Data from: Genetic relatedness does not retain spatial pattern across multiple spatial scales: dispersal and colonization in the coral, Pocillopora damicornis

Patterns of isolation-by-distance are uncommon in coral populations. Here, we depart from historical trends of large-scale, geographic genetic analyses by scaling down to a single patch reef in Kāne‘ohe Bay, Hawai‘i, and map and genotype all colonies of the coral, Pocillopora damicornis. Six polymorphic microsatellite loci were used to assess population genetic and clonal structure and to calculate individual colony pairwise relatedness values. Our results point to an inbred, highly clonal reef (between 53 and 116 clonal lineages out of 2352 genotyped colonies) with a very skewed genet frequency distribution (over 70% of the reef was composed of just seven genotypes). Spatial autocorrelation analyses revealed that corals found close together on the reef were more genetically related than corals further apart. Spatial genetic structure disappears, however, as spatial scale increases and then becomes negative at the largest distances. Stratified, random sampling of three neighbouring reefs confirms that reefs are demographically open and inter-reef genetic structuring was not detected. Attributing process to pattern in corals is complicated by their mixed reproductive strategies. Separate autocorrelation analyses, however, show that the spatial distribution of both clones and non-clones contribute to spatial genetic structure.
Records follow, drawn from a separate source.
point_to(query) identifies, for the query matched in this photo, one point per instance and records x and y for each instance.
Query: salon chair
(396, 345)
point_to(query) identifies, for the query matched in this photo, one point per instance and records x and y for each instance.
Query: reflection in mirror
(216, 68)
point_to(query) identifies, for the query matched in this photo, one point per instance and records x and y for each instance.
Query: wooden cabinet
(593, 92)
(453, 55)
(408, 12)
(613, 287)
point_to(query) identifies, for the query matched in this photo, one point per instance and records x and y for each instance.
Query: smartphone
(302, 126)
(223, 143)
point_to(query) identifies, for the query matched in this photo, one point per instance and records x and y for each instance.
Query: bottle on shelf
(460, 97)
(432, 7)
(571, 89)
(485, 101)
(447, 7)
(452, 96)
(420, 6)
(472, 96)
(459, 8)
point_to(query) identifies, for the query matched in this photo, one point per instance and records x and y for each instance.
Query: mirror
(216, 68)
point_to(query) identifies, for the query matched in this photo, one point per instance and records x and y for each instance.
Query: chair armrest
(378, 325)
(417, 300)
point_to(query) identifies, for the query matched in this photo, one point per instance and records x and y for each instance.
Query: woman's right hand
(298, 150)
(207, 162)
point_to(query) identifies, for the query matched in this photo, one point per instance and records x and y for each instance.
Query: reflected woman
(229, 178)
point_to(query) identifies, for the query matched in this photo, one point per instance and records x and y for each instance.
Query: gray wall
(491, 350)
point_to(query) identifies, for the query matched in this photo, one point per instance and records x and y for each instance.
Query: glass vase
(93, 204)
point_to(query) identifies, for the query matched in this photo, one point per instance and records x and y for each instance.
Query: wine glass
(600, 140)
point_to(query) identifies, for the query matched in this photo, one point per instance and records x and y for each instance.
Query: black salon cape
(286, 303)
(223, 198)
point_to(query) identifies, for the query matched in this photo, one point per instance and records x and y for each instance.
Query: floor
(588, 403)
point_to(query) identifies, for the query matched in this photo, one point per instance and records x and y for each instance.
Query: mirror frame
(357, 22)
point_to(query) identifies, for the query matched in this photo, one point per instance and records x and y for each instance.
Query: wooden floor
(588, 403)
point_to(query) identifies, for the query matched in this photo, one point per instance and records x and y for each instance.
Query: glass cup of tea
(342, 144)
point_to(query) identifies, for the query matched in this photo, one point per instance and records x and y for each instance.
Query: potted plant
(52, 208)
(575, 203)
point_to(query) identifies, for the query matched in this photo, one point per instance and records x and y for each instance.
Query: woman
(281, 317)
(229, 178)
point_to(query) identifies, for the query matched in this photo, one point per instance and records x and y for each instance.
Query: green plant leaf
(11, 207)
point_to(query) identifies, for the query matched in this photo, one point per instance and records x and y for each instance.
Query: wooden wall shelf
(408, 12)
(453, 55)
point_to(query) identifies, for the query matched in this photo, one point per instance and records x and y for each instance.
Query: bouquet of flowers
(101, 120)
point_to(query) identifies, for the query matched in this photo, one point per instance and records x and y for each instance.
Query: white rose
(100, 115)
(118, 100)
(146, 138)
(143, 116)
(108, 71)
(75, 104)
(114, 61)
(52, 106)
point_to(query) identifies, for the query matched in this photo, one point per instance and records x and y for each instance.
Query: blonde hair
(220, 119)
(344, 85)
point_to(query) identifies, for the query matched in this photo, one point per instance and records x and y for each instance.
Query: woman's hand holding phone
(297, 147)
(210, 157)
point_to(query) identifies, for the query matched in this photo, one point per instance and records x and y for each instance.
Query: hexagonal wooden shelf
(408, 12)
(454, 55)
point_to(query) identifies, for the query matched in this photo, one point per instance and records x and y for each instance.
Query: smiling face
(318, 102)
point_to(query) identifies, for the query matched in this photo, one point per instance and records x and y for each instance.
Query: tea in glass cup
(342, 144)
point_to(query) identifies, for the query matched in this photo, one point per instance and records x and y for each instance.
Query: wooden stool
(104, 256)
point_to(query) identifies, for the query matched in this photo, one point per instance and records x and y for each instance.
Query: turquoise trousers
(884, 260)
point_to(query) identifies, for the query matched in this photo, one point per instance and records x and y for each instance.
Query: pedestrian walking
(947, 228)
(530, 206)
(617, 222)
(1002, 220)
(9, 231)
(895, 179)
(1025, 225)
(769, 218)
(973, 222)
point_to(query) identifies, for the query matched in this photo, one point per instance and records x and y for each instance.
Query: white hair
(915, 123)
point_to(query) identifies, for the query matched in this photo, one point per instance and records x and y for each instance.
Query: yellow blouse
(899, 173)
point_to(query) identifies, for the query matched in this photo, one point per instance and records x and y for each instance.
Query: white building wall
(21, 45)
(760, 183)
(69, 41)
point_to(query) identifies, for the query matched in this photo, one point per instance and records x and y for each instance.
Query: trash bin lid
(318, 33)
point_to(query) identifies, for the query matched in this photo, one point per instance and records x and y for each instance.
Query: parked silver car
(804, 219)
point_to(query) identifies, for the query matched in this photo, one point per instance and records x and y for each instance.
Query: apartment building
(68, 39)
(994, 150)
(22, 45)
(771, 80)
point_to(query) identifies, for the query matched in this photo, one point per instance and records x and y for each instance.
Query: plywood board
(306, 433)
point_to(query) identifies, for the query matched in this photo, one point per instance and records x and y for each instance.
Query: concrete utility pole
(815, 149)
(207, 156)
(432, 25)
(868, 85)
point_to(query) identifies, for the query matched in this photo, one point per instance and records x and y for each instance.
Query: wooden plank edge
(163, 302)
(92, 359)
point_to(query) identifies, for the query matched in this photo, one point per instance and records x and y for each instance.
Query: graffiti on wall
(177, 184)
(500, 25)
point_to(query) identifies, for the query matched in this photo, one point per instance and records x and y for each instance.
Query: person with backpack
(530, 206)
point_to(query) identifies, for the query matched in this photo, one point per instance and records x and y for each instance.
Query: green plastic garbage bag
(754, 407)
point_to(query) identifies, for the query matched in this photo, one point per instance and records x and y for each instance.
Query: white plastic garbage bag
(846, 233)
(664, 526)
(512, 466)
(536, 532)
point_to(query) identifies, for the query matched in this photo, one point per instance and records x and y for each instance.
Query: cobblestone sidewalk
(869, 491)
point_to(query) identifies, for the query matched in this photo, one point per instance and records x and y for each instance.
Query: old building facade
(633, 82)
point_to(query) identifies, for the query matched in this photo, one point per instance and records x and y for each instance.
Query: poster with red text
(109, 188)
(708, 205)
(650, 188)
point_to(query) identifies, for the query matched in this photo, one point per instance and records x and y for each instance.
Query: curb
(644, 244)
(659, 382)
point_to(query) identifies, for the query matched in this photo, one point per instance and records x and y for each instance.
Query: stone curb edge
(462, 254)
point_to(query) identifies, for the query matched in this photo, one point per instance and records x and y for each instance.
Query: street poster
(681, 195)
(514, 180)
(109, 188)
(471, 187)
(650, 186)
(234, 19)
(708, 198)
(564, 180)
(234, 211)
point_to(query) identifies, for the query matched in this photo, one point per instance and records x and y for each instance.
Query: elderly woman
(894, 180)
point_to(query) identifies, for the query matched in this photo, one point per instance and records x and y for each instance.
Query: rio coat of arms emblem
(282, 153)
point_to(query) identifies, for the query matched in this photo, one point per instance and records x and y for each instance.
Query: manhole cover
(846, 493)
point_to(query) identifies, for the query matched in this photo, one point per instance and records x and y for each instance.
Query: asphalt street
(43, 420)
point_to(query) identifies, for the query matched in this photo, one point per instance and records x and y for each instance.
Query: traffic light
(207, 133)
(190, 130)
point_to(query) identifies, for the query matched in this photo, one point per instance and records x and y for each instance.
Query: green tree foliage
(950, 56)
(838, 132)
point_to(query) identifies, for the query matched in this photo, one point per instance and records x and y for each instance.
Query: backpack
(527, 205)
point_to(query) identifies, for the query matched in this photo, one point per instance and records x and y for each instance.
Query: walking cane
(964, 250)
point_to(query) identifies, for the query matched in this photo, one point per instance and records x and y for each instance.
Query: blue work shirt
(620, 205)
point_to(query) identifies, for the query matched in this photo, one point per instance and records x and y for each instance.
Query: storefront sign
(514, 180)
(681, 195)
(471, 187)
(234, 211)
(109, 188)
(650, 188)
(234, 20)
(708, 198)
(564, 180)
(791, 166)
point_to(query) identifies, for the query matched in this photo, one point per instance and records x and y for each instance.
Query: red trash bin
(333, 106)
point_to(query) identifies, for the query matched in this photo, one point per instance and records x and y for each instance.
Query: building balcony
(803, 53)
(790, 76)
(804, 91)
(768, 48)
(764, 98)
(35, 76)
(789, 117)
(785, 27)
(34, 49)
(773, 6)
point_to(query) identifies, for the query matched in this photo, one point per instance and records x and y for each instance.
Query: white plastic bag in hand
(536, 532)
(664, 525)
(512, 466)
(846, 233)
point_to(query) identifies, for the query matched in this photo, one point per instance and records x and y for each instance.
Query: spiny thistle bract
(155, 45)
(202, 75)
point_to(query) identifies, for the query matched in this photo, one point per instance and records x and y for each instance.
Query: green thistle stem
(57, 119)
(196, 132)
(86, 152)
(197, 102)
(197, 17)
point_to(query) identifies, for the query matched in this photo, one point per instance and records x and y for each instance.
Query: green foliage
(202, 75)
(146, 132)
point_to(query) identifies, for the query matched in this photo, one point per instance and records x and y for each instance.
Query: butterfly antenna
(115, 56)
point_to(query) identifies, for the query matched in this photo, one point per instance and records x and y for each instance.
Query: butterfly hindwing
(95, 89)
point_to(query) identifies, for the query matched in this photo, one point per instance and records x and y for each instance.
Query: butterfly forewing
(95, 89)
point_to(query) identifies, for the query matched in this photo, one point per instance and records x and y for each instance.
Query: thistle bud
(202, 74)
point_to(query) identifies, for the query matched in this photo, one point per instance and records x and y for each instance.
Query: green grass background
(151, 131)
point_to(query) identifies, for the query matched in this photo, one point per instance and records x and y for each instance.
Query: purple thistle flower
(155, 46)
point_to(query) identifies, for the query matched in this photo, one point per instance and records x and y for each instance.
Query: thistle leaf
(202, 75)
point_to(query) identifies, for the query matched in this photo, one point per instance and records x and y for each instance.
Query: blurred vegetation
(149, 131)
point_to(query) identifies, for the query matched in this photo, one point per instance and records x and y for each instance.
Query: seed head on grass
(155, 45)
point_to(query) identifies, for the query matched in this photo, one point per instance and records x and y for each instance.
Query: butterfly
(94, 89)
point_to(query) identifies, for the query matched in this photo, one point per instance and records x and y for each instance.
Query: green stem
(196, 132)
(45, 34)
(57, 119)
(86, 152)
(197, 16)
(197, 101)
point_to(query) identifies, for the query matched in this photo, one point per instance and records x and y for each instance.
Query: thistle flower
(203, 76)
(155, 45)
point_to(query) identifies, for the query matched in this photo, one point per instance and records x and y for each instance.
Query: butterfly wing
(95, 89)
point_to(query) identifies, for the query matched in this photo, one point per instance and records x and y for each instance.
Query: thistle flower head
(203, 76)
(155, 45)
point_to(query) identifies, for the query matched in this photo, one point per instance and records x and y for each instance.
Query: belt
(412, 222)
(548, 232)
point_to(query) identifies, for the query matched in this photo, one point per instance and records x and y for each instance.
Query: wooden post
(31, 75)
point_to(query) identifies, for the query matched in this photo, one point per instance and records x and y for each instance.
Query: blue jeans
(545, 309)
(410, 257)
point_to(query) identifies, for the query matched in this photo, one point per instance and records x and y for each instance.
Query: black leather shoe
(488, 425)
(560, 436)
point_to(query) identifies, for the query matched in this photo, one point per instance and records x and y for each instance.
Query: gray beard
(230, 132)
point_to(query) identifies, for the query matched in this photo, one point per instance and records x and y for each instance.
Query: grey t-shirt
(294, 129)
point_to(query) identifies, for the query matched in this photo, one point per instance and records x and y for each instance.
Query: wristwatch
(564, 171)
Overall, we demonstrate genetic structure on an intra-reef scale and genetic panmixia on an inter-reef scale indicating that, for P. damicornis, small- and large-scale dispersal processes are likely not the same. By starting from an inter-individual, intra-reef level before scaling up to an inter-reef level, this study demonstrates that isolation-by-distance patterns for the coral P. damicornis are limited to small scales and highlights the importance of investigating genetic patterns and ecological processes at multiple scales.